The design of the houses is based on erratic blocks in a green landscape. The irregular shape of the buildings can be realized thanks to one of the key features of 3D-printing: the ability to construct almost any shape. The design aims at a high level of quality and sustainability. For example, the houses will not have a natural gas connection.
During the project, research on concrete printing will be done for new innovations. The five houses will be built consecutively, so every time these innovations and all lessons learned can be applied in the next house. The building elements of the first house will all be printed by the concrete printer at the university. It is the intention to gradually shift the whole construction work to the construction site. The last house will be fully realised on site, including the print work.

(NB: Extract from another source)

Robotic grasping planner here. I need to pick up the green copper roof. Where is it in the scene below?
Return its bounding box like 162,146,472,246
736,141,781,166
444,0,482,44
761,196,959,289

Eindhoven is a hot spot for 3D-concrete printing, with the research group of concrete technology professor Theo Salet and its concrete printer as pivotal elements. The group recently printed world’s first 3D-printed concrete bridge for cyclists in the village of Gemert.

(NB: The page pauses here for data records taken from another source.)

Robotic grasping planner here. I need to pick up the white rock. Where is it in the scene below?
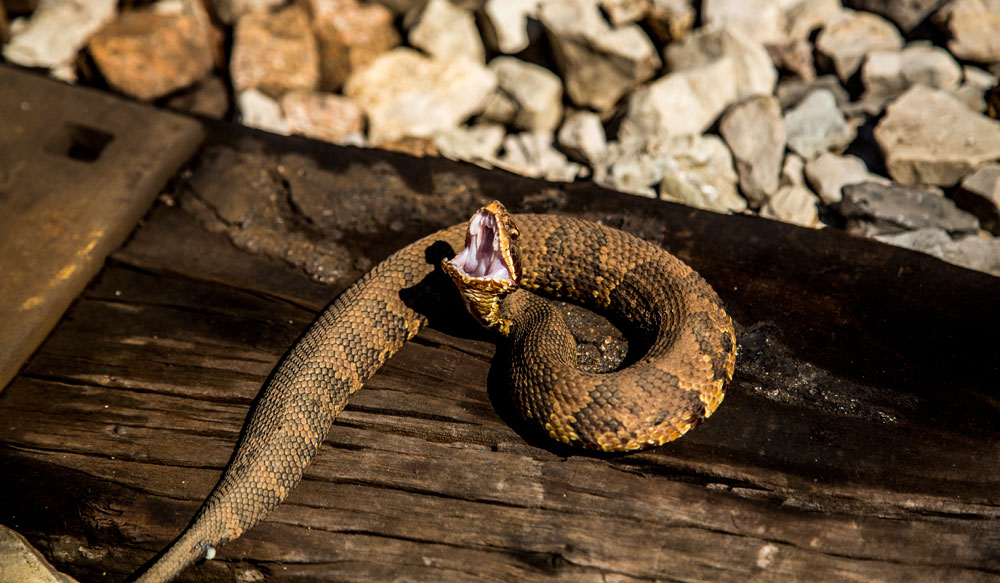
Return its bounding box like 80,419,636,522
949,65,1000,113
760,153,820,228
407,0,486,62
208,0,284,24
236,89,289,136
594,139,663,198
785,89,856,159
875,85,1000,186
434,124,506,168
558,111,608,166
939,0,1000,63
953,163,1000,235
875,227,1000,275
760,184,820,228
483,57,562,130
495,131,583,182
660,136,747,213
619,57,739,137
344,47,497,144
805,152,889,204
539,0,660,112
597,0,649,26
861,44,962,105
719,95,785,205
816,10,903,82
480,0,539,55
781,152,806,186
785,0,844,41
701,0,786,44
594,136,747,212
281,90,365,146
3,0,118,69
664,28,778,99
646,0,696,42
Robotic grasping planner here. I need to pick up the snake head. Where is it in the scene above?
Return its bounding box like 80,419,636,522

3D-printing of concrete is a potential game changer in the building industry. Besides the ability to construct almost any shape, it also enables architects to design very fine concrete structures. Another new possibility is to print all kinds, qualities, and colors of concrete, all in a single product. This enables integration of all sorts of functions in one and the same building element. Also, it becomes easy to incorporate individual wishes for every single house, at minimum extra costs. Another important advantage is sustainability, as much less concrete is needed and hence much less cement, which reduces the CO2 emissions originating from cement production.